R objects come with various methods that make them useful. I tend to stumble over these by googling something I want to do, and finding some code example on StackOverflow. But today I learned (from @RLangTip) that there is a straightforward way to list them all: you simply call e.g., methods(class='lm').

That's nice, but mileage varies and I don't have a good explanation for it. Take Zelig for example. It has this sim() function which produces a simulation object with some methods of its own. One of these is plot.ci(), illustrated here. Unfortunately, you won't find it with the methods() call:

> library("Zelig", lib.loc="C:/Program Files/R/library")
ZELIG (Versions 4.2-2, built: 2013-10-22)

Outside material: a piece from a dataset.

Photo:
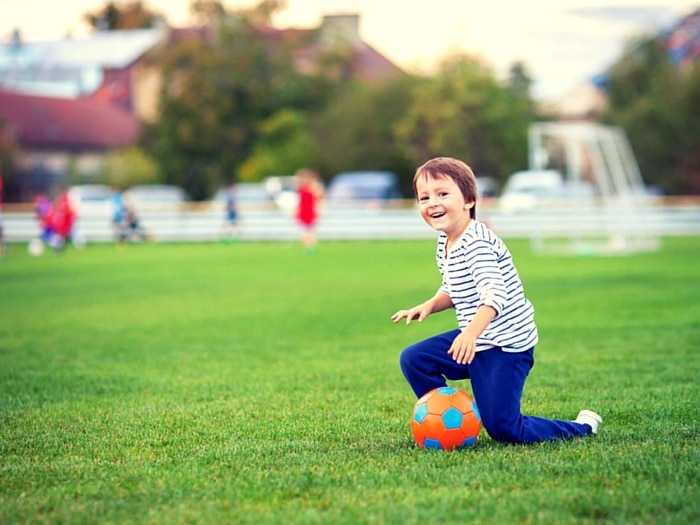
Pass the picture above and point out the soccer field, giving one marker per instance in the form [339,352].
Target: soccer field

+----------------------------------------------------------------+
|  Please refer to http://gking.harvard.edu/zelig for full       |
|  documentation or help.zelig() for help with commands and      |
|  models support by Zelig.                                      |
|                                                                |
|  Zelig project citations:                                      |
|    Kosuke Imai, Gary King, and Olivia Lau.  (2009).            |
|    Zelig: Everyone's Statistical Software,''                 |
|    http://gking.harvard.edu/zelig                              |
|   and                                                          |
|    Kosuke Imai, Gary King, and Olivia Lau. (2008).             |
|    Toward A Common Framework for Statistical Analysis        |
|    and Development,'' Journal of Computational and             |
|    Graphical Statistics, Vol. 17, No. 4 (December)             |
|    pp. 892-913.                                                |
|                                                                |
|   To cite individual Zelig models, please use the citation     |
|   format printed with each model run and in the documentation. |
+----------------------------------------------------------------+

Attaching package: ‘Zelig’

The following object is masked from ‘package:utils’:

cite

> methods(class='sim')
[1] plot.sim*   print.sim*   repl.sim*   simulation.matrix.sim*
[5] summary.sim

Non-visible functions are asterisked

See that? There's a non-visible plot() method listed, but no plot.ci() method, yet it exists and it works. I wonder why that is. Is it maybe that plot.ci() is some kind of child of plot()? If so, how do you list such children?